It’s summertime, and the living is easy. Who wants to slave away in a hot kitchen when it is hot outside? I found this recipe during my nocturnal roaming online after M is in bed for the night. I altered the recipe to suit my taste and decided to add cucumbers and zucchini. This works well as a pot luck dish or a side dish. Even as extra filling for burritos or leftovers are pretty good over salad greens for a quick lunch.

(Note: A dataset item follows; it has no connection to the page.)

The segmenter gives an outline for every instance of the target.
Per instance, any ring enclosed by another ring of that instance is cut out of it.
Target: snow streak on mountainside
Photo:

- 15.5 oz can black beans, rinsed and drained
- 9 oz cooked corn, fresh or frozen (thawed if frozen) or 1 can corn, drained
- 1 medium tomato, chopped
- 1/3 cup red onion, chopped
- 1 to 2 cloves garlic, finely minced or pressed (you can substitute garlic powder)
- 1 scallion, chopped
- 2 Persian cucumbers, chopped (or 1/2 English cucumber chopped, Persian or English are preferred since they are drier), optional
- 2 small zucchini (green, crookneck, etc., as long as they are young since they are not as fibrous or bitter), optional
- 1 1/2 – 2 limes, juice of
- 1 1/2 tbsp olive oil
- 2 tbsp fresh minced cilantro (or more to taste, parsley may be substituted if you prefer)
- salt and fresh pepper
- 1 medium Haas avocado, diced
- 1 diced jalapeno (remove ribs and seeds to reduce heat, optional)

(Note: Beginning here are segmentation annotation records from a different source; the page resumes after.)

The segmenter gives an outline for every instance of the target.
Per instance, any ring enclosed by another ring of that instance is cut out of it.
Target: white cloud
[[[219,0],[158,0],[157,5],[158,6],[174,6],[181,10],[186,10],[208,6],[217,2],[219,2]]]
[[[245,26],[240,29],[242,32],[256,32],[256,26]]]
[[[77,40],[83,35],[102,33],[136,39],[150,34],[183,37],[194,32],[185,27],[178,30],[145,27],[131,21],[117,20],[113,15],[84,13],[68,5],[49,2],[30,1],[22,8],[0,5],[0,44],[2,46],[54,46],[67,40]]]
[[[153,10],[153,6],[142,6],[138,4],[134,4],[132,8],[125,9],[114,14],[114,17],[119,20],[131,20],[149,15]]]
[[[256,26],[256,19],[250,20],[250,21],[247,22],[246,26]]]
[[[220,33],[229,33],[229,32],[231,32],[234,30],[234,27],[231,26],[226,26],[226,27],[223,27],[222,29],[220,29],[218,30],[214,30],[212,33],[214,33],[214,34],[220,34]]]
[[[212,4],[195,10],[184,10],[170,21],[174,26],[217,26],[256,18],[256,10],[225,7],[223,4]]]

In a large bowl, combine beans, corn, tomato, cucumbers, zucchini, onion, garlic, scallion, cilantro, salt and pepper. Squeeze fresh lime juice to taste and stir in olive oil. Marinate in the refrigerator 30 minutes. You can also make this ahead of time. It keeps well overnight as the flavor really develops. Add avocado just before serving.